Медленно и осторожно он извлек пальцы из моей груди. Больно по-прежнему не было, только муторно, словно бы вместе с его рукой из меня ушла – не жизнь, конечно, но какая-то очень важная ее составляющая, без которой и в живых оставаться тошно, и умереть не получится, потому что…

Я так толком и не успел понять, что происходит. Меня накрыла влажная, слякотная тьма, но она не была ни сном, ни смертью, во всяком случае, я и во тьме помнил, что меня просили не падать – я и не упал, только потерял способность видеть, слышать и думать, но этого мне вроде бы никто не запрещал.


– Ты не будешь возражать, если я все-таки сяду? – Собственный голос привел меня в чувство. Звучал он на редкость спокойно и холодно, можно подумать, я просто давал понять хозяину дома, что он недостаточно гостеприимен.

– Конечно садись, – бодро ответствовал Чиффа. – Я, собственно, только хотел уберечь тебя от падения на пол. Синяки и шишки – ладно, а вот твоему самолюбию пришлось бы совсем худо.

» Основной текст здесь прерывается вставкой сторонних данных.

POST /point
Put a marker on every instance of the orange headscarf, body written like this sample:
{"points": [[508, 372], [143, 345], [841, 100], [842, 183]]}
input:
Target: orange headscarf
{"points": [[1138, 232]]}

Я пожал плечами – нашел время говорить о пустяках! И уселся на ковер. Все-таки мутило меня знатно – до сих пор. Сердце ныло от давешнего пожатия. Думаю, на нем остались самые настоящие синяки. Я был слишком слаб и ошеломлен, чтобы разгневаться, но всерьез собирался посвятить этому занятию всю оставшуюся жизнь. Вот сразу, как только переведу дух.

– Имей в виду, пожалуйста, – мягко сказал Чиффа, – этот фокус, что я с тобой проделал, он был совершенно необходим. Мне требовалось все твое внимание, без остатка. А ты пока устроен таким образом, что слушаешь по большей части себя самого, а чужие слова пропускаешь – ладно бы мимо ушей, мимо сознания. Я имею в виду, ты слышишь не то, что тебе говорят, а только то, что готов услышать, – как, впрочем, почти все люди. Я знаю только один способ это исправить: когда держишь человека за сердце, забрав себе положенную ему боль, он весь твой. Никого, кроме тебя, не видит и не слышит, ни единого слова не забудет – ни-ко-гда.

Он отчеканил свое “ни-ко-гда” по слогам, словно бы такое произношение было способно придать обычному, в сущности, слову привкус настоящей вечности. Как ни странно, у него это получилось.

Помолчав немного, он добавил:

– Я сделал это второй раз в жизни. И, надеюсь, в последний. Слишком дорогой ценой дается. Но другого выхода не было.

Только тут до меня наконец дошло, что, собственно, случилось.

– Тебе было больно вместо меня? Как будто это тебя живьем за сердце схватили?

– Ну а как ты думаешь? – Он пожал плечами.

– Зачем тогда? Не понимаю.

– Вот и я думаю сейчас: на кой ты мне, собственно, сдался? Но выходит, сдался, тут уж никуда не денешься, и вообще, сделанного не воротишь, так что говорить тут не о чем. Ты как, оклемался уже? Давай покончим с этим делом. Наговориться потом успеем. Я имею в виду, когда вернешься. И не смотри на меня так. Ты вернешься. Не ты первый, не ты последний, а на моей памяти пока не было такого, чтобы кто-то вдруг взял и не вернулся из Хумгата.